Mit ihren Revisionen wenden sich beide Parteien gegen das Berufungsurteil, soweit zu ihrem Nachteil erkannt worden ist.

Die Entscheidung des Bundesgerichtshofs:

Der Bundesgerichtshof hat das Verfahren ausgesetzt und dem Gerichtshof der Europäischen Union zur Vorabentscheidung folgende Fragen vorgelegt:

1. Finden auf das Regelwerk eines Sportverbands, das sich an Verbandsmitglieder wendet und die Inanspruchnahme von Leistungen verbandsfremder Unternehmen auf einem der Verbandstätigkeit vorgelagerten Markt regelt, die vom Unionsgerichtshof in den Urteilen "Wouters" (vom 19. Februar 2002 - C-309/99) und "Meca Medina" (vom 18. Juli 2006 - C-519/04 P) entwickelten Grundsätze Anwendung, wonach bei der Anwendung des Kartellverbots

der Gesamtzusammenhang, in dem der fragliche Beschluss zu Stande gekommen ist oder seine Wirkungen entfaltet, und insbesondere seine Zielsetzung zu würdigen ist,

und weiter zu prüfen ist, ob die mit dem Beschluss verbundenen wettbewerbsbeschränkenden Wirkungen notwendig mit der Verfolgung der genannten Ziele zusammenhängen

und ob sie im Hinblick auf diese Ziele verhältnismäßig sind (nachfolgend: Meca Medina-Test)?
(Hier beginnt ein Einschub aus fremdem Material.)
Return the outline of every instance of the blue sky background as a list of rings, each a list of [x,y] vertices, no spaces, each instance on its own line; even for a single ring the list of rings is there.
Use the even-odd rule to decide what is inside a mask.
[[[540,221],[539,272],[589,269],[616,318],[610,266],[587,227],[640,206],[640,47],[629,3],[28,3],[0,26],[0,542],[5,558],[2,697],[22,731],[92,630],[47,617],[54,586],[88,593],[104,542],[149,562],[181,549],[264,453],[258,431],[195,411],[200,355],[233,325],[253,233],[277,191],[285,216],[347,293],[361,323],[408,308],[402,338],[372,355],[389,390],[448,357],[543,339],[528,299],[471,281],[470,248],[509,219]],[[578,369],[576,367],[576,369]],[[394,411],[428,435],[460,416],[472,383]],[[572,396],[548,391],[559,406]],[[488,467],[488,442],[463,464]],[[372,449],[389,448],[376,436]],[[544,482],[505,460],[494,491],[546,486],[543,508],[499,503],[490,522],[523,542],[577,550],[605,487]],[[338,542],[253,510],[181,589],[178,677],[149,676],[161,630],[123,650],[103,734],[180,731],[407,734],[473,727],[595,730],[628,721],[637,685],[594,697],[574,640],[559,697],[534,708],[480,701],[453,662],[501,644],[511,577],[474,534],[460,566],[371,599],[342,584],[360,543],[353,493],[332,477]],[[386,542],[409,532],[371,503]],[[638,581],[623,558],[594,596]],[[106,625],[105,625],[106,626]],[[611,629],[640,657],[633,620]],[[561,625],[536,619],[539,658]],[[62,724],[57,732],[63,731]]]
2. Falls Frage 1 bejaht wird: Ist in diesem Fall der Meca Medina-Test auf alle Regelungen dieses Regelwerks anzuwenden, oder kommt es dafür auf inhaltliche Kriterien an, wie etwa die Nähe oder Ferne der einzelnen Regelung zu der sportlichen Tätigkeit des Verbands?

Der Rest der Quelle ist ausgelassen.